Peter alone saw the mysterious thing which happened in the early evening. He was with Nada in her room. And she was the old Nada again, hugging his shaggy head in her arms, and whispering to him in the old, excited way. And strange memory of a bundle came back to Peter, for very quietly, as if unseen ears might be listening to her, Nada gathered many things in a pile on the table, and made another bundle. This bundle she thrust under her bed, just as a long time ago she had thrust a similar bundle under a banksian clump in the meadowland below Cragg's Ridge.

Father John went to his bed very early, and he was thinking of Breault.

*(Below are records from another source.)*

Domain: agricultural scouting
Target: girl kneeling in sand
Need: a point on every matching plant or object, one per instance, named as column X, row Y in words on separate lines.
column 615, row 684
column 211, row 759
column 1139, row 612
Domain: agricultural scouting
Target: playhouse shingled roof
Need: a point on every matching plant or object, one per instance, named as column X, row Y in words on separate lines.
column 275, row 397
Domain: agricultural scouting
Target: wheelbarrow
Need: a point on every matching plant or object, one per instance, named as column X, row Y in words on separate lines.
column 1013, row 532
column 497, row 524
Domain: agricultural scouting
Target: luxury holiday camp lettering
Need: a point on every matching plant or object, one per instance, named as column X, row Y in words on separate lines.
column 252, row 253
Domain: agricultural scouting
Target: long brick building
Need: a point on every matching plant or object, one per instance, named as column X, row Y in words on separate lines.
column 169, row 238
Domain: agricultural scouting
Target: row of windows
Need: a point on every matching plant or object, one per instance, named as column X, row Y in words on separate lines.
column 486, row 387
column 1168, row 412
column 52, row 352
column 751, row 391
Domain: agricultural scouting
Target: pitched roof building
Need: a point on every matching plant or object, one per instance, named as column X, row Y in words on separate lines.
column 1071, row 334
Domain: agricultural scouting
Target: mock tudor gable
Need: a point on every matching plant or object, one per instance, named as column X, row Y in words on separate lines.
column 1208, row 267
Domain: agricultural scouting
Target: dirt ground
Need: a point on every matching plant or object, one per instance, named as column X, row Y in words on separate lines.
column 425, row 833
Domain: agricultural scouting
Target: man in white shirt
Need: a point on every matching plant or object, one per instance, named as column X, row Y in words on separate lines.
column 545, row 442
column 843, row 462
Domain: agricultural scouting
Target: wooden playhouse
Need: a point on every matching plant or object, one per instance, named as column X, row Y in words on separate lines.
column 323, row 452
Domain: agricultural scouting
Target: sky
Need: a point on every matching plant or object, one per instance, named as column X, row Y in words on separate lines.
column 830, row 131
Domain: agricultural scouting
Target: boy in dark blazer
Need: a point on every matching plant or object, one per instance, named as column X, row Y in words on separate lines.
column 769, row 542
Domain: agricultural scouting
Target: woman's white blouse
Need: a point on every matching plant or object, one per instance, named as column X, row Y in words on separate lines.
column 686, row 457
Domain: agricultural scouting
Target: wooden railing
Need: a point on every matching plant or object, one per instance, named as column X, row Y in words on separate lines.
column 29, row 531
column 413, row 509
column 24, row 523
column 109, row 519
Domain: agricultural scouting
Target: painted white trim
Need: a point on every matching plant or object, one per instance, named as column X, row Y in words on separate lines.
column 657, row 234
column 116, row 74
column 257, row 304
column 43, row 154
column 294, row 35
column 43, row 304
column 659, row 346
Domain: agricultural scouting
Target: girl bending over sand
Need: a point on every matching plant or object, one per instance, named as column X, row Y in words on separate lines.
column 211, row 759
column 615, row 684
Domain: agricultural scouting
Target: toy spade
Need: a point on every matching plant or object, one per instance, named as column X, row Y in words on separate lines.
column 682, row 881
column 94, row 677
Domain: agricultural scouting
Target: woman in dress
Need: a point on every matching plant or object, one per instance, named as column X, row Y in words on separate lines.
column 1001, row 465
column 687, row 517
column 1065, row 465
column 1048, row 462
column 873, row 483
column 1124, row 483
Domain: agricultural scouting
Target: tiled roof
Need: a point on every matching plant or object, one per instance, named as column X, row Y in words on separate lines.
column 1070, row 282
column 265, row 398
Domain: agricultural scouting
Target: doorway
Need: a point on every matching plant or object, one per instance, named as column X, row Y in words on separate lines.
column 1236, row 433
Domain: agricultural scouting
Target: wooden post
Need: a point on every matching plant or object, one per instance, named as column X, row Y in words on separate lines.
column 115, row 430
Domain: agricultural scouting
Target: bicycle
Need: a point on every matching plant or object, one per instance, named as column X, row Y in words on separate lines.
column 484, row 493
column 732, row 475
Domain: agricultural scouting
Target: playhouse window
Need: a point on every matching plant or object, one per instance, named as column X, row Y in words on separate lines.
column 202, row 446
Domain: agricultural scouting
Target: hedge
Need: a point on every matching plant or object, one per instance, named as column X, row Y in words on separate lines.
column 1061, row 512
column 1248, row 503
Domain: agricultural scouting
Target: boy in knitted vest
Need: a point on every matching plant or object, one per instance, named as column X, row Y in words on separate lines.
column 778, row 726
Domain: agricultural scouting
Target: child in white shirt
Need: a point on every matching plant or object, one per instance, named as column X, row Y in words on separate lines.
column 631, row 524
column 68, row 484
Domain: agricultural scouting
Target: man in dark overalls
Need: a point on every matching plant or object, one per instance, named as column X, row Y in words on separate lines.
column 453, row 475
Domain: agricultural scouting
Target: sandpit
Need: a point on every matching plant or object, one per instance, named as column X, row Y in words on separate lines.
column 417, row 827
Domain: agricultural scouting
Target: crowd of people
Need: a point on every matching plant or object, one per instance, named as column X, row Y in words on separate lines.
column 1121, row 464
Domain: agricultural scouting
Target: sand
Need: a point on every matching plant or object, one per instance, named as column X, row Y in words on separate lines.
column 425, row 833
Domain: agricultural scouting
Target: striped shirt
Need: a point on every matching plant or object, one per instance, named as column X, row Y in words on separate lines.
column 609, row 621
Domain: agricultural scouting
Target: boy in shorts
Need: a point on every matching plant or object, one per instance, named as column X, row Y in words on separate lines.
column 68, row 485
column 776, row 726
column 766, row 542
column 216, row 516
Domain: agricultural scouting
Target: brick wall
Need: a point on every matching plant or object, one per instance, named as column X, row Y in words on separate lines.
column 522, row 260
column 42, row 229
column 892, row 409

The Hudson's Bay Company post was only twelve miles away, and Breault would surely go there before questing from cabin to cabin for his victim.

So it happened that a little after midnight he rose without making a sound, and by the light of a candle wrote a note for Nada, saying he had business at the post that day, and without wakening them had made an early start. This note Nada read to McKay when they sat at breakfast.

"Quite frequently he has gone like that," Nada explained. "He loves the forests at night—in the light of the moon."

"But last night there was no moon," said Roger.

"Yes—"

"And when Father John left the cabin the sky was clouded, and it was very dark."

"You heard him go?"

"Yes, and saw him. There was a worried look in his face when he wrote that note in the candle-glow."